Storage can't start work when thin pool space was used up

Publication Date:  2016-03-10 Views:  316 Downloads:  0
Issue Description

S2600T, System version is V100R005C00SPC900

Thin LUN for VMware platform

Power off and power on storage after service interrupted. But the storage keep power on, can't login from ISM. If login from CLI, It always prompt "system not ready".

Alarm Information

Since it can't collect logs from ISM nor Toolkit, we can't check historical alarm.

Handling Process

1.Login the controller through sftp tools like winscp and download all the logs from coffer_log directory.

2.Check the power on logs from /OSM/coffer_log/log/his_debug/log_debug as below. Please get the latest powon log.


3.There are two directories in the compressed history powon file: cur_debug and nvram. First, we need to check "messages" file in "cur_debug", this is the system logs before storage reset.

And we can find many error logs as below:

It means that the thin pool space was used up and the system even can't alloc metadata for thin LUN.

Second, Open the "log_debug.txt" file in "nvram" directory, it's power on logs, we can check why the system can't start work.

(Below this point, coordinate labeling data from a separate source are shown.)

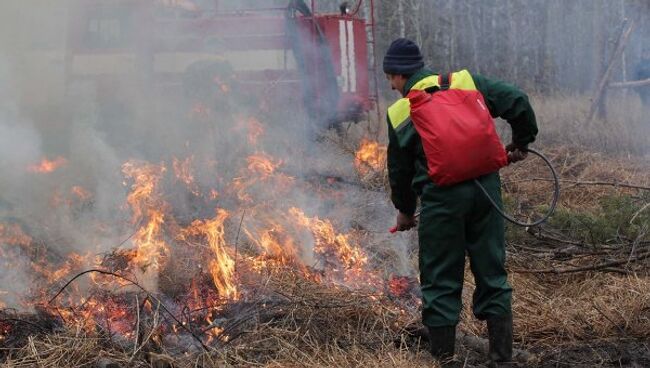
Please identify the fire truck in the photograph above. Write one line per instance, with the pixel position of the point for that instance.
(321, 62)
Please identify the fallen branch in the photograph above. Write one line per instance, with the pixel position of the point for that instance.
(579, 183)
(160, 303)
(597, 267)
(632, 84)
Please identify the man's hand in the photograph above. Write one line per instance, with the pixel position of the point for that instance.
(404, 222)
(515, 153)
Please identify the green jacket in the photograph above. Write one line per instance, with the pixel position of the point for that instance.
(407, 166)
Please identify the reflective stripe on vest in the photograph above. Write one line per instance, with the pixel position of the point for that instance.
(400, 111)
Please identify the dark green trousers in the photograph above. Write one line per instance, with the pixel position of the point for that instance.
(457, 221)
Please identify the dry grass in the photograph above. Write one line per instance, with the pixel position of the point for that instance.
(316, 325)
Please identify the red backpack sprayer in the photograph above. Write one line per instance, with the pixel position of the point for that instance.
(460, 141)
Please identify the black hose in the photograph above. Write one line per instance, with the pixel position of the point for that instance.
(556, 195)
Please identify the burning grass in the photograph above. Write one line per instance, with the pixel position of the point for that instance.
(271, 285)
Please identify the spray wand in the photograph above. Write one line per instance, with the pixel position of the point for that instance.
(556, 196)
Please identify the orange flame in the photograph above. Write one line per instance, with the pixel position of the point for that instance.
(222, 266)
(371, 156)
(329, 243)
(47, 166)
(146, 204)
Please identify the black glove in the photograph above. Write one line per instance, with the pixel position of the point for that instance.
(516, 152)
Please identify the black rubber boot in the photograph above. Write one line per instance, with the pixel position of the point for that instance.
(442, 341)
(500, 338)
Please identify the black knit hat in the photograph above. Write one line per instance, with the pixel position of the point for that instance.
(403, 57)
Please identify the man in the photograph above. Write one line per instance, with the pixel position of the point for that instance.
(458, 219)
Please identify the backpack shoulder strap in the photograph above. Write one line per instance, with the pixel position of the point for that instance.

Searching critical words "[SYS]" to check the latest power on step, as below:

From the screenshot above, we can see the system is already suceessfully mount coffer and register VAULT. So, It's obvious that the system may hang on the next step(flushing dirty data in VAULT). Combine with previous analysis, we know it must be disk space used up in thin pool and the system can't flush dirty in VAULT.

Root Cause

The system need to start work after successfully flushing all dirty in VAULT. But, there's no space left in  thin pool and the flushing can't completed. So, the storage would keep flushing dirty data but never end. It looks like a dead lock status.

Solution

1. Pull out some member disks of the thin pool and caused the RAID group become faulty. Then the system would skip the dirty data flushing procedure and start work.

Please note: Pull out these non coffer disk, do not pull out any coffer disk. The number of disks need to pull out  is up to RAID level. For example, it's 2 for RAID 5 and 3 for RAID6.

2.After the system successfully start work, Plug in these disks which was pull out in step 1, then revive disks and raidlun to recover thin LUNs' status.

Please note:Since there's no free capacity in thin pool, please don't start service at this time.

3.Add some new disks to the storage and expand to the thin pool whose space was used up.

4. Start service on hosts.

Suggestions

1.Please pay attention to the alarm from storage and expand space in time. All of the services would interrupted when the space of thin pool was used up.

2.Please don't unauthorized restart the storage when storage is in abnormal status.

3.If you are not skillful Huawei engineer, please implement the recovery solution under R&D direction.

END